Europa era un erial. La Gran Guerra había convertido el continente en una inmensa escombrera. Los campos de batalla, sembrados de cadáveres, fulminaron la inocencia histórica de la clase obrera. La burguesía sintió en su cogote el aliento portentoso de Octubre, la constatación fehaciente de que el socialismo era una amenaza temible. Había llegado la […]
Europa era un erial. La Gran Guerra había convertido el continente en una inmensa escombrera. Los campos de batalla, sembrados de cadáveres, fulminaron la inocencia histórica de la clase obrera. La burguesía sintió en su cogote el aliento portentoso de Octubre, la constatación fehaciente de que el socialismo era una amenaza temible.

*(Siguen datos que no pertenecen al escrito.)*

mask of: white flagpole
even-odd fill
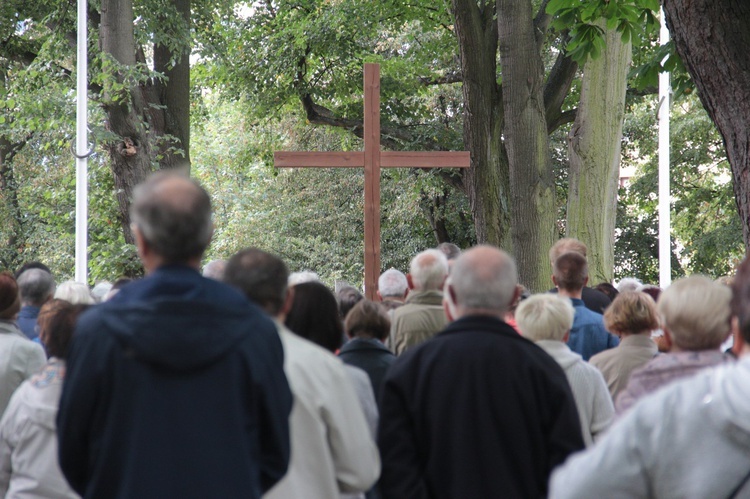
[[[78,0],[78,61],[76,103],[76,250],[75,280],[88,278],[88,33],[87,0]]]
[[[669,42],[669,30],[661,11],[659,43]],[[672,282],[672,247],[670,237],[669,196],[669,107],[671,88],[669,73],[659,73],[659,287]]]

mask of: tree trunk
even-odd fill
[[[534,292],[549,288],[547,251],[555,231],[555,186],[544,106],[544,69],[530,0],[498,0],[503,68],[504,138],[510,166],[513,253],[519,279]]]
[[[453,0],[464,75],[464,144],[471,168],[464,172],[479,243],[512,251],[508,160],[502,142],[503,107],[497,84],[497,23],[492,1]]]
[[[592,283],[614,278],[620,143],[631,60],[630,43],[623,43],[615,29],[607,30],[606,37],[606,51],[583,68],[581,101],[568,135],[565,232],[588,246]]]
[[[663,0],[677,53],[724,139],[734,196],[750,250],[750,3]]]
[[[109,54],[122,67],[135,66],[132,0],[102,1],[99,33],[102,52]],[[122,72],[118,72],[115,78],[122,82]],[[146,102],[143,89],[138,86],[130,88],[126,99],[120,101],[105,94],[104,102],[108,128],[121,137],[121,140],[107,144],[106,148],[112,161],[123,235],[126,242],[133,244],[130,199],[133,188],[151,172],[151,140],[145,126]]]
[[[185,21],[185,39],[189,39],[190,0],[173,0]],[[133,33],[132,0],[103,0],[100,26],[102,52],[122,69],[145,64],[143,48],[136,45]],[[130,200],[133,188],[142,182],[154,166],[185,168],[190,171],[190,48],[179,54],[163,45],[154,47],[154,68],[166,81],[142,82],[128,89],[125,99],[103,96],[109,129],[120,140],[106,148],[115,179],[119,217],[125,241],[133,243],[130,231]],[[172,62],[174,61],[174,64]],[[115,75],[124,81],[122,71]]]
[[[173,0],[173,4],[182,17],[183,35],[187,39],[190,37],[190,0]],[[154,70],[166,76],[166,81],[156,83],[157,98],[164,107],[154,120],[163,120],[161,129],[169,137],[159,144],[159,167],[183,168],[190,172],[190,45],[179,54],[165,45],[154,47]]]

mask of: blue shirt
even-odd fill
[[[24,305],[18,312],[18,319],[16,320],[18,329],[30,340],[39,336],[36,331],[36,318],[39,317],[40,308],[34,305]]]
[[[597,353],[616,347],[620,339],[610,334],[604,327],[604,316],[586,308],[583,300],[571,298],[576,311],[573,327],[570,329],[568,346],[588,361]]]

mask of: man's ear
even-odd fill
[[[409,289],[414,289],[414,282],[411,280],[411,274],[406,274],[406,284],[409,285]]]
[[[735,357],[739,357],[742,354],[742,349],[745,347],[745,338],[742,337],[740,332],[740,320],[737,317],[732,317],[731,323],[732,337],[734,343],[732,343],[732,353]]]
[[[292,309],[293,303],[294,303],[294,286],[290,286],[286,288],[286,296],[284,297],[284,304],[281,306],[279,315],[281,317],[286,317],[286,314],[288,314],[289,311]]]
[[[130,230],[133,232],[133,239],[135,239],[135,247],[138,250],[138,256],[143,258],[149,253],[148,243],[141,234],[141,229],[136,224],[130,224]]]

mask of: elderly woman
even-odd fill
[[[57,463],[55,418],[70,339],[84,305],[53,299],[39,311],[50,359],[10,399],[0,420],[0,496],[77,498]]]
[[[707,367],[730,361],[721,344],[730,334],[732,291],[705,276],[672,283],[656,306],[669,353],[658,355],[633,371],[615,399],[621,414],[641,397]]]
[[[346,316],[344,329],[350,340],[341,347],[339,357],[367,373],[375,390],[375,399],[379,401],[385,373],[396,360],[383,344],[391,331],[388,312],[379,303],[361,300]]]
[[[604,325],[620,337],[620,344],[599,352],[589,362],[602,372],[612,400],[616,400],[627,386],[630,373],[659,353],[651,339],[651,332],[659,328],[656,303],[641,291],[620,293],[604,312]]]
[[[539,294],[518,305],[516,322],[521,334],[544,349],[565,371],[578,408],[583,441],[590,446],[609,428],[615,409],[601,373],[566,345],[574,315],[570,300]]]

Italia, estado joven y enfermizo, se encontraba en estado de emergencia. Las organizaciones de masas de la socialdemocracia, reverdecidas por los nuevos cuadros del bolchevismo balbuceante, movilizaban a sus efectivos en huelgas, ocupaciones de fábricas, manifestaciones, etc. El aparato administrativo fundado por el conde de Cavour se tambaleaba.

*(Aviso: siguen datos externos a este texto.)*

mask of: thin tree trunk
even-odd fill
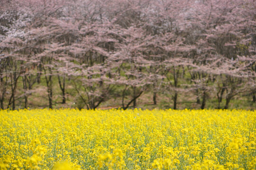
[[[154,92],[153,93],[153,102],[154,104],[156,105],[156,93]]]
[[[198,89],[196,89],[196,103],[197,104],[200,104],[200,97],[199,97],[199,92],[198,92]]]
[[[226,98],[226,104],[224,107],[224,109],[229,109],[229,102],[230,102],[230,100],[231,99],[231,98],[228,96]]]
[[[174,110],[177,109],[177,99],[178,99],[178,93],[176,92],[175,92],[174,94],[174,95],[173,98]]]
[[[203,96],[202,97],[202,104],[201,105],[201,109],[204,109],[205,107],[205,103],[206,102],[206,92],[205,90],[204,90],[203,93]]]
[[[136,108],[137,107],[137,103],[136,101],[136,87],[134,87],[133,88],[133,98],[135,98],[135,99],[133,100],[133,108]]]

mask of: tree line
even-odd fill
[[[256,8],[254,0],[2,0],[0,108],[27,108],[42,81],[49,108],[55,83],[63,103],[71,85],[90,109],[117,98],[135,108],[148,93],[174,109],[187,93],[202,109],[209,94],[218,109],[239,95],[255,103]]]

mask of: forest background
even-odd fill
[[[255,0],[1,0],[0,108],[256,108]]]

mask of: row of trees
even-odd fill
[[[164,93],[174,109],[184,93],[201,109],[209,94],[218,108],[242,94],[256,102],[254,0],[0,3],[2,109],[27,108],[43,81],[50,108],[56,82],[63,103],[69,85],[88,109],[113,98],[136,107],[146,93],[155,104]]]

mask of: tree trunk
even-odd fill
[[[205,90],[203,91],[203,96],[202,97],[202,104],[201,105],[201,109],[204,109],[205,103],[206,102],[206,92]]]
[[[200,104],[200,97],[199,97],[199,92],[198,92],[198,89],[196,89],[196,103],[197,104]]]
[[[15,92],[13,94],[13,96],[12,96],[12,110],[15,110]]]
[[[62,93],[62,104],[65,104],[66,103],[66,97],[65,93],[65,75],[63,76],[63,82],[61,83],[60,76],[58,75],[58,79],[59,80],[59,85],[61,90]]]
[[[62,104],[66,103],[66,97],[65,96],[65,90],[62,90]]]
[[[154,104],[156,105],[156,93],[154,92],[153,94],[153,102]]]
[[[133,100],[133,108],[136,108],[137,107],[137,103],[136,101],[136,87],[133,88],[133,98],[135,99]]]
[[[229,104],[231,99],[231,98],[229,96],[226,98],[226,104],[224,107],[224,109],[228,109],[229,108]]]
[[[177,99],[178,99],[178,93],[176,92],[175,92],[174,94],[174,95],[173,97],[174,110],[177,109]]]
[[[53,109],[53,90],[51,87],[47,88],[48,98],[49,100],[49,108]]]

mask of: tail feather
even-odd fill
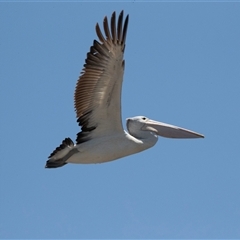
[[[71,138],[65,138],[60,146],[50,154],[45,168],[57,168],[67,164],[64,157],[72,150],[73,147],[74,143]]]

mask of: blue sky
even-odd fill
[[[95,24],[130,15],[122,116],[160,138],[96,165],[44,169],[79,127],[75,84]],[[239,3],[0,3],[0,238],[240,238]]]

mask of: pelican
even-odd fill
[[[126,132],[121,118],[123,59],[128,28],[123,11],[103,20],[105,36],[98,23],[94,40],[75,89],[75,111],[81,131],[76,144],[68,137],[49,156],[46,168],[67,163],[103,163],[153,147],[158,136],[167,138],[203,138],[204,136],[145,116],[127,118]]]

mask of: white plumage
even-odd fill
[[[144,116],[127,119],[127,133],[121,120],[121,89],[125,62],[123,54],[128,26],[123,24],[123,11],[116,23],[112,14],[110,29],[107,17],[103,20],[105,37],[99,25],[87,53],[83,71],[75,90],[75,110],[81,132],[76,144],[65,138],[49,156],[46,168],[67,163],[102,163],[141,152],[154,146],[158,136],[170,138],[201,138],[203,135],[156,122]]]

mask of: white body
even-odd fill
[[[99,25],[99,38],[87,53],[84,68],[75,89],[74,103],[81,132],[76,144],[65,138],[49,156],[46,168],[67,163],[103,163],[141,152],[155,145],[157,135],[170,138],[199,138],[201,134],[156,122],[144,116],[127,119],[127,133],[122,126],[121,90],[125,61],[123,54],[128,16],[123,11],[110,25],[103,20],[105,36]],[[135,92],[133,94],[136,94]]]
[[[144,151],[157,142],[157,136],[136,139],[126,131],[75,145],[79,153],[73,154],[67,163],[103,163]]]

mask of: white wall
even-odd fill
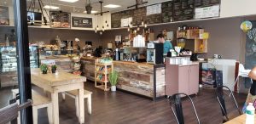
[[[256,0],[221,0],[220,17],[256,14]]]

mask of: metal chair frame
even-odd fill
[[[234,101],[234,103],[236,104],[236,109],[237,109],[237,110],[238,110],[238,112],[239,112],[240,115],[241,115],[241,111],[240,110],[240,109],[238,107],[237,102],[236,102],[236,100],[235,99],[235,96],[234,96],[234,93],[232,93],[232,91],[228,87],[226,87],[226,86],[218,86],[216,87],[216,98],[217,98],[218,102],[218,104],[220,105],[223,116],[224,116],[226,117],[226,119],[229,121],[230,119],[228,117],[227,110],[226,110],[226,108],[225,108],[224,99],[224,95],[223,95],[223,93],[224,93],[223,92],[223,87],[227,88],[228,91],[230,93],[228,96],[229,97],[232,97],[233,101]],[[219,92],[221,92],[221,93],[219,93]],[[221,98],[219,98],[219,97],[221,97]],[[224,103],[221,103],[220,100],[223,100]]]
[[[193,100],[192,100],[192,99],[188,95],[188,94],[186,94],[186,93],[176,93],[176,94],[173,94],[172,96],[171,96],[171,97],[168,97],[168,99],[169,99],[169,100],[170,100],[170,105],[171,105],[171,108],[172,108],[172,113],[173,113],[173,115],[174,115],[174,116],[175,116],[175,119],[176,119],[176,121],[177,121],[177,124],[184,124],[184,120],[183,120],[183,108],[182,108],[182,106],[181,106],[181,110],[176,110],[176,113],[177,113],[177,110],[180,110],[179,112],[178,112],[178,114],[176,114],[175,113],[175,111],[174,111],[174,109],[173,109],[173,104],[175,104],[175,105],[182,105],[182,102],[180,101],[180,95],[184,95],[184,96],[186,96],[186,97],[188,97],[189,99],[189,100],[190,100],[190,102],[191,102],[191,104],[192,104],[192,106],[193,106],[193,109],[194,109],[194,112],[195,112],[195,116],[196,116],[196,119],[197,119],[197,121],[198,121],[198,124],[201,124],[201,122],[200,122],[200,119],[199,119],[199,117],[198,117],[198,115],[197,115],[197,112],[196,112],[196,110],[195,110],[195,104],[194,104],[194,102],[193,102]],[[180,117],[177,117],[177,116],[180,116]],[[179,118],[179,119],[178,119]]]

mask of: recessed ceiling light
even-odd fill
[[[120,5],[114,5],[114,4],[108,4],[104,6],[105,8],[119,8],[121,7]]]
[[[66,2],[66,3],[75,3],[75,2],[78,2],[79,0],[59,0],[61,2]]]
[[[91,14],[96,14],[96,13],[97,13],[98,11],[95,11],[95,10],[91,10]],[[86,11],[84,11],[84,13],[87,13]]]
[[[47,9],[59,9],[59,8],[60,8],[59,7],[56,7],[56,6],[49,6],[49,5],[45,5],[44,8],[47,8]]]

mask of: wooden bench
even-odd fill
[[[87,99],[87,108],[88,108],[88,113],[90,115],[91,114],[91,94],[92,92],[84,90],[84,98]],[[68,91],[68,92],[64,92],[62,93],[62,99],[65,100],[65,94],[70,96],[71,98],[75,99],[75,105],[76,105],[76,116],[79,116],[79,109],[78,109],[79,107],[79,93],[77,90],[73,90],[73,91]]]
[[[13,89],[13,98],[15,99],[16,97],[16,94],[19,93],[18,89]],[[38,93],[37,93],[34,90],[32,90],[32,113],[33,113],[33,124],[38,124],[38,109],[42,108],[47,108],[47,113],[48,113],[48,119],[49,123],[53,124],[52,121],[52,103],[51,100]],[[20,124],[20,116],[18,117],[18,124]]]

Con vistas a salir del atolladero cuanto antes, la Italia de los Saboya partió en busca de un condottiero. Sin un Ludovico Sforza o un César Borgia que llevarse a la boca, pronto repararon en el líder de un movimiento paramilitar y rompehuelgas, un personaje de ópera bufa que respondía al santo y seña de Benito Mussolini.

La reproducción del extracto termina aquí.